Metroform Studio - lab entry 3

September 27, 2025

Training Mika-X's Brain: Fine-tuning

Category: AI, Human-Robot Interaction, Machine Learning, Neural Networks, Deep Learning

Today, we'll take a look at the finetuning process, necessary to bump the prediction values.

A couple of early tests gave a results that were pretty disappointing. It was clear that the models lack sufficient data and couldn’t make up its “mind”, e.g. emotion confusion was rampant:

Neutral face consistently misclassified as "sad" (I know I might not look super cheerful, but c’mon now…)
Angry expressions often identified as "happy"
Surprised expressions labeled as "angry"
Fear expressions rarely detected at all
Disgust emotion was completely missing from detections

Also, glasses significantly impacted results - "sad" dominated with glasses, "surprised" without them. Additionally, face detection remained unstable, with the green rectangle appearing and disappearing constantly, even in perfect lighting.

Haar cascade parameters I used:
- scaleFactor: 1.05-1.3
- minNeighbors: 3-5
- minSize: (30,30) to (50,50)

Despite parameter tuning, consistent face detection remained elusive.

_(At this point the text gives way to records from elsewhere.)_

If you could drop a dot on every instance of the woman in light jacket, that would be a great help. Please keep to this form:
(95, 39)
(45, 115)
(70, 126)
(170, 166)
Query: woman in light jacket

Regarding voice, every recording, regardless of the actual emotion expressed, was classified as "happy" with high confidence (0.8-1.0). Whether speaking in a tragic, sad, terrified, or angry tone, no matter how exaggerated, the result was consistently the same.

Onto fine-tuning - why personalization matters

Since I can only get so far with FER-2013 and its data quality issues I mentioned in post 1, it was time to prepare additional data sets and re-train the models for face and voice recognition. Fine-tuning (or transfer learning) has a few obvious advantages to it:

1. Individual Expression Patterns: Each person expresses emotions uniquely. If you are training a personal AI assistant, it is YOUR face that matters
2. Voice Characteristics: Pitch, tone, and speech patterns vary significantly between individuals
3. Cultural and Personal Nuances: emotional expression is deeply personal and culturally influenced

In a a nutshell, fine-tuning works as follows:

1. Load the "Expert" Model: you start with the model that has already learned all the general features from the thousands of generic images/sounds.
2. Freeze the Foundational Knowledge: you "lock" the early layers of the model. These layers have learned to recognize fundamental patterns, like edges, shapes, and textures in faces, or pitch and frequency in audio. This knowledge is universal and extremely valuable.
3. Specialize the Decision-Making: you then train only the final few layers of the model using only your personalized dataset. These final layers are what make the ultimate decision (e.g., "is this face happy or sad?").

To sum up what I am working with:
- Hardware for testing: Standard Logitech 1080p webcam and Maono PD200X microphone on a Windows machine
- Environment: Python 3.9 with TensorFlow/Keras, OpenCV, and Librosa (run via Anaconda)
- Models: CNN for facial recognition (currently: 60.95% accuracy from generic data set), Neural Network for voice recognition (currently: 59.72% accuracy from generic data set)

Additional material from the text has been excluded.